Friday, February 15, 2008

Love is not blind; it's deaf


They say 'love is blind' but that's not it, is it? If anything 'Love' (or what we think is 'love') is based particularly on our initial perception of a person. Hence that other conventional wisdom 'don't judge a book by it's cover' tunrs out to be absurd too. Everyone does because everyone must. How else do you start to develop an idea about who someone is?

The reason why we have these conventional wisdoms is more to guard against blinding ourselves from who someone is by applying a stereotype. But to start the process of 'gettng to know' someone we do have to look at what they're wearing, do they bite they nails, and everything else. Culture and background ad everything else is important, not just in terms of the other peson, but in terms of relativity. Who am I relative to you? We ignore these signals at our peril.

The problem with Love though, if you ask me (and no one is), is that love is not blind, it's deaf.
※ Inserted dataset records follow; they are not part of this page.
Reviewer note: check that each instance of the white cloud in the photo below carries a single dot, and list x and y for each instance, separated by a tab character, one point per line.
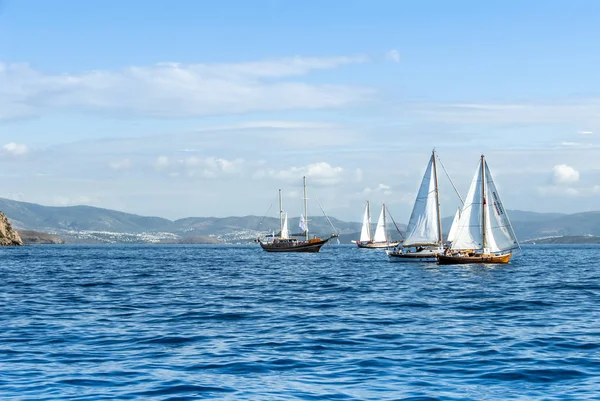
177	90
381	188
393	55
15	149
564	175
161	162
120	165
209	167
359	175
321	173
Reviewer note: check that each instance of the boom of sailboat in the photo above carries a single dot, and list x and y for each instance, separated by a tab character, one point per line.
480	232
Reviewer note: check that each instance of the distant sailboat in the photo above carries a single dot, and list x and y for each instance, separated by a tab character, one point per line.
484	233
286	242
424	233
380	239
452	233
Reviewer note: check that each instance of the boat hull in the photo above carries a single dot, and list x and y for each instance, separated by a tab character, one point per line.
468	259
310	246
376	245
426	255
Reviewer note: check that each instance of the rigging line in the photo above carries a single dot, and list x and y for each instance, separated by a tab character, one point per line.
393	221
450	179
327	217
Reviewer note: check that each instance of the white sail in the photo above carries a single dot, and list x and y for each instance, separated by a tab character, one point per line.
454	227
285	234
302	224
468	232
499	234
423	228
365	232
380	234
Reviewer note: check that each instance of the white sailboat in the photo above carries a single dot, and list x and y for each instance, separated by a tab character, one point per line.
285	233
424	233
484	233
454	227
380	238
286	242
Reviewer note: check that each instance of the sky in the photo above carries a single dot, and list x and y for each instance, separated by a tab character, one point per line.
204	108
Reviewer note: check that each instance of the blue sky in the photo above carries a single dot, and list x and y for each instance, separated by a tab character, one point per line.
206	108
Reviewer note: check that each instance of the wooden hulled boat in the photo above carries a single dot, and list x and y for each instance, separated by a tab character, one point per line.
293	245
286	242
483	232
460	259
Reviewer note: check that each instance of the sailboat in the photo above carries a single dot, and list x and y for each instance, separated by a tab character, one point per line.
380	239
484	233
454	227
287	242
423	241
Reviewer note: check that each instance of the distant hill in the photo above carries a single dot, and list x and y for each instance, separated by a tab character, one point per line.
69	219
78	218
576	239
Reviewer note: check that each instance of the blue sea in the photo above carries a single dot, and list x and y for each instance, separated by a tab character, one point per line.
237	323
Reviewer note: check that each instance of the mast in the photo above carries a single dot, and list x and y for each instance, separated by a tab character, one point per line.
369	221
280	215
483	202
384	223
305	209
437	199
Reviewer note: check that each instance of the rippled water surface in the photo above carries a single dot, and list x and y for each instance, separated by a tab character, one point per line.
236	323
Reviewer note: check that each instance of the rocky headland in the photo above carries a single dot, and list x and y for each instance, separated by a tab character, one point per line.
8	235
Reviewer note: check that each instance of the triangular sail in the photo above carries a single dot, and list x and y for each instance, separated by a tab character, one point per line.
499	234
454	227
423	228
468	232
303	224
365	232
285	234
380	234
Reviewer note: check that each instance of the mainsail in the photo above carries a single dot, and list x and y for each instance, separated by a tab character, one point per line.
468	231
499	234
365	232
495	234
423	226
285	234
380	234
454	226
302	224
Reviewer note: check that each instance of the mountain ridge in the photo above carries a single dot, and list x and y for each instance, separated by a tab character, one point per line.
63	219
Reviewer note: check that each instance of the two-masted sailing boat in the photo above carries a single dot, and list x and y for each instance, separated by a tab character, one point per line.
380	239
483	233
286	242
423	241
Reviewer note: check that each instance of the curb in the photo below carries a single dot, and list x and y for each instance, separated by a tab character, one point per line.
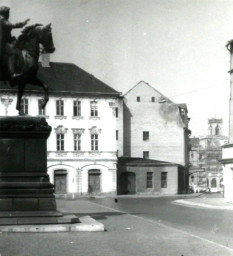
201	205
86	224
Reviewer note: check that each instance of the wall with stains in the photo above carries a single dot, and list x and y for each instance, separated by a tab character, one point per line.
162	118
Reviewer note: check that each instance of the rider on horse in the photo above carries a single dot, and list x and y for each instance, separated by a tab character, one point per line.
7	43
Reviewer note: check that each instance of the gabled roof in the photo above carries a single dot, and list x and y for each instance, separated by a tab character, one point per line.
162	96
67	78
136	161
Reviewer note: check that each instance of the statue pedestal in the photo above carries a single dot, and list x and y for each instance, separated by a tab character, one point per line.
26	194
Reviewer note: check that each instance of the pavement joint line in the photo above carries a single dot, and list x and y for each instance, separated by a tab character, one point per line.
201	205
168	227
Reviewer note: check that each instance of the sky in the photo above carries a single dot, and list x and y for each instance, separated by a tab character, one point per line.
177	46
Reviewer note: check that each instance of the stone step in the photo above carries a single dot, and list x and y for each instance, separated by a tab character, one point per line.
24	174
26	184
24	191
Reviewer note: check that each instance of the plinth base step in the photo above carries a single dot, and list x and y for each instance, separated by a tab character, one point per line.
66	219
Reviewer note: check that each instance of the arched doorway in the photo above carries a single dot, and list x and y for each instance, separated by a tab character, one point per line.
60	181
221	183
94	181
213	183
128	183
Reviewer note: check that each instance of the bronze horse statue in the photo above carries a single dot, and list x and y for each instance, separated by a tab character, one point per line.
27	48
It's deaf because we don't listen to one another, and particularly when couples argue, the argument is seldom about the actual heinous crime apparently committed, it's really about something else that has been miscommunicated (or insensitively miscommunicated). People are very different to each other, but people of the opposite sex even more so. Sometimes insecurity is warranted and sometimes it isn't. When it is warranted, it is the job of the insecure person to ask for 'reassurance' and the duty - if the person truly love his or her partner - to give reassurance.

Hence on Valentine's Day the appearance of a gift says something; it says: 'My love (or feelings) for you are real.' The words in the card are perhaps even more important, but whoever reads those?